His wife, concerned that he returned so quickly and with an empty wagon to boot, was concerned to see him.
“What happened?” she asked in alarm.
“He Who sustains the bear will sustain us as well!” he replied.
She became even more worried, and was convinced that he was unwell and this was why he was acting so strangely. As she stood there wondering what to do next, two men arrived at the door and asked whether they could rent the horse and wagon for the day.
“You see how wondrous are the ways of Hashem!” the husband told his wife, “no one asked to rent our horse and wagon until the moment I decided to stop chopping wood.”
He agreed to rent it to the men, and gave his wife the money for the day’s expenses.
“But what will we eat tomorrow?” his wife fretted.
“He Who created the morrow will sustain us,” her husband assured her.
The two men were actually two violent criminals who wanted the wagon so they could bury their latest victim. During the burial they came across a chest of gold coins, which they happily loaded onto the wagon.
Each of them was determined that he alone would keep the entire treasure; and in their attempts to settle the matter they both shared the fate of their victim.
The horse waited all afternoon, and when darkness fell it decided to trot back home, pulling a vast treasure in the wagon.
The Yid inspected his wagon and joyfully informed his wife, “Hashem has brought us our needs for tomorrow — today!”
In this week’s parashah, the Torah teaches us: “If you will say: What will we eat in the seventh year? For we will not sow and we will not gather in our crop. I will command My blessings for you in the sixth year and it will produce a crop that will suffice for three years.”
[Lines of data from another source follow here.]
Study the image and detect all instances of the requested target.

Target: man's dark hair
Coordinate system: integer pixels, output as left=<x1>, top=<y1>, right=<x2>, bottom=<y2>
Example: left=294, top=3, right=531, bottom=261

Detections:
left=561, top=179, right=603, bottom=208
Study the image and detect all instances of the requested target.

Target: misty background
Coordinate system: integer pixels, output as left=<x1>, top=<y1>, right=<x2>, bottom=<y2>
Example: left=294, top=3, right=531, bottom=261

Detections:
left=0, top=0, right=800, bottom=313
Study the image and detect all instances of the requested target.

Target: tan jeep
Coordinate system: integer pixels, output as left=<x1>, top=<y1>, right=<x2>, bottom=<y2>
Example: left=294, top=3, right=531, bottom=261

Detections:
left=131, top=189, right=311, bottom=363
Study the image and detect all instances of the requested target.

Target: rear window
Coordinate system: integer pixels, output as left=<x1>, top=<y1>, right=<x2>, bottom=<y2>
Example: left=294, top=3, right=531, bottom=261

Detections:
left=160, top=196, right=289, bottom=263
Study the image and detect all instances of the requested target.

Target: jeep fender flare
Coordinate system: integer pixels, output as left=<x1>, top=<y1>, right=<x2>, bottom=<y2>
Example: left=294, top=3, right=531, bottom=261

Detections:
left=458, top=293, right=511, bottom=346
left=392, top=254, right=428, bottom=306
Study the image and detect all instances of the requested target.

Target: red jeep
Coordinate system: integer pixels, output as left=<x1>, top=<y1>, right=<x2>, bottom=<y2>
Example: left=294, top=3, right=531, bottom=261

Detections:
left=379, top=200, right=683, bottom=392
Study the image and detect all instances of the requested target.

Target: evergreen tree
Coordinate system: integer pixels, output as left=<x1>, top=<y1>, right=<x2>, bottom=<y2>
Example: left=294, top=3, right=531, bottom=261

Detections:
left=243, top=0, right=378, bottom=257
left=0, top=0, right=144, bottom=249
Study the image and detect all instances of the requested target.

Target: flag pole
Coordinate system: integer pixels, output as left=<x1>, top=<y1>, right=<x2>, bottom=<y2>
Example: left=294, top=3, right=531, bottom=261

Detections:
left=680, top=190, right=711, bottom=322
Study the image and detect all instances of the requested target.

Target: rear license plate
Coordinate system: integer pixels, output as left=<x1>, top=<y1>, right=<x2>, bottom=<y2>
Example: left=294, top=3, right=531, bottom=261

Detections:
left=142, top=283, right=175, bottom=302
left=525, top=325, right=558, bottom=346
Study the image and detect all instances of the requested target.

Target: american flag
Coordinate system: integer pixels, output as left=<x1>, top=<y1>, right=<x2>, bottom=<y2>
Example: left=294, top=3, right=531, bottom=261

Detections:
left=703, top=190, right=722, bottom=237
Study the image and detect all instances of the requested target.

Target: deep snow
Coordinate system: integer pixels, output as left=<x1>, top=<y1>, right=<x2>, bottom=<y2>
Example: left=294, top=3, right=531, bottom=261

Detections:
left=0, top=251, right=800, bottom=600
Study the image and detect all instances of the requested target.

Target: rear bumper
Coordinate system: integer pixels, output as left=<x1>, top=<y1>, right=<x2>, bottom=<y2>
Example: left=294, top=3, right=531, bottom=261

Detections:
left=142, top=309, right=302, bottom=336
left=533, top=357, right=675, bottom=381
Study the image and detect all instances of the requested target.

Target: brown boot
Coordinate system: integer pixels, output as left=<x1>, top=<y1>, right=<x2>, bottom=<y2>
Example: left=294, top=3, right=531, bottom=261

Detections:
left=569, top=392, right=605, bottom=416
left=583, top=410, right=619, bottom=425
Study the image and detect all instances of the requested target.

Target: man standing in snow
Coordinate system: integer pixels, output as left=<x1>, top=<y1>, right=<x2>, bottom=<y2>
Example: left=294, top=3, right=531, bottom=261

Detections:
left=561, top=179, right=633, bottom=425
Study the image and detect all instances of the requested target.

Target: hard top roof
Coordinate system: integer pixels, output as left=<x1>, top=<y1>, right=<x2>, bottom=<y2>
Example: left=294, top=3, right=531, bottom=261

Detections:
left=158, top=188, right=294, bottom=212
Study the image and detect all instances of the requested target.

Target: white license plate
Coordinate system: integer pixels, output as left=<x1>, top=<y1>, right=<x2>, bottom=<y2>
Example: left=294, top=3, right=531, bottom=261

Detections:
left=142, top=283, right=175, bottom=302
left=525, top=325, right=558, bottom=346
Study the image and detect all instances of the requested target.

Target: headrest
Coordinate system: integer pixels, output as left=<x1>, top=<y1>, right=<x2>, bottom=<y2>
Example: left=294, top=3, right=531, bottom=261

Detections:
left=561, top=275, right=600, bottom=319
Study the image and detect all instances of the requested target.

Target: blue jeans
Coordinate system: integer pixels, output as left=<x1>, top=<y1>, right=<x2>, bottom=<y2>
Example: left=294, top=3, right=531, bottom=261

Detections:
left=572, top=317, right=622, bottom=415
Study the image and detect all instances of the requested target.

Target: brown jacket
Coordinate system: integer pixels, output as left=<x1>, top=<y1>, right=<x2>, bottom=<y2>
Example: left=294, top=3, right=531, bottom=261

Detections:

One of the primary reasons given by meforshim for the mitzvah of Shemittah is that it serves to instill into Klal Yisrael the concept of bitachon, of relying solely on Hashem and recognizing that ultimately our parnassah — our fate — is solely in His hands.
There are differing views about hishtadlus for parnassah.
According to one view, the amount of hishtadlus a person is required to make is in direct proportion to the level of his bitachon.
Another view is that a certain amount of hishtadlus is required even by someone who does have the requisite amount of bitachon. However, Hagaon Harav Chaim Shmulevitz, zt”l, cautions that even according to this view, one should not err and assume that somehow it is the hishtadlus that brings the parnassah.
The fact we must earn our living “by the sweat of our brow” is part of the punishment mankind received following the sin of Adam Harishon, but this is not what brings parnassah.
While a shortage of funds for basic expenses can sometimes be an indication that an increase of hishtadlus is in order, in many situations this isn’t the case at all. It is imperative that one should always consult with a spiritual mentor for guidance as to the proper amount of hishtadlus. Too much can be just as harmful as too little.
The precise amount of money an individual will earn is predestined, though the amount of bitachon a person has and how much effort he exerts in tefillah also plays a significant role.
May the Ribbono shel Olam help us all achieve true bitachon, and may Klal Yisrael thus merit bountiful parnassah.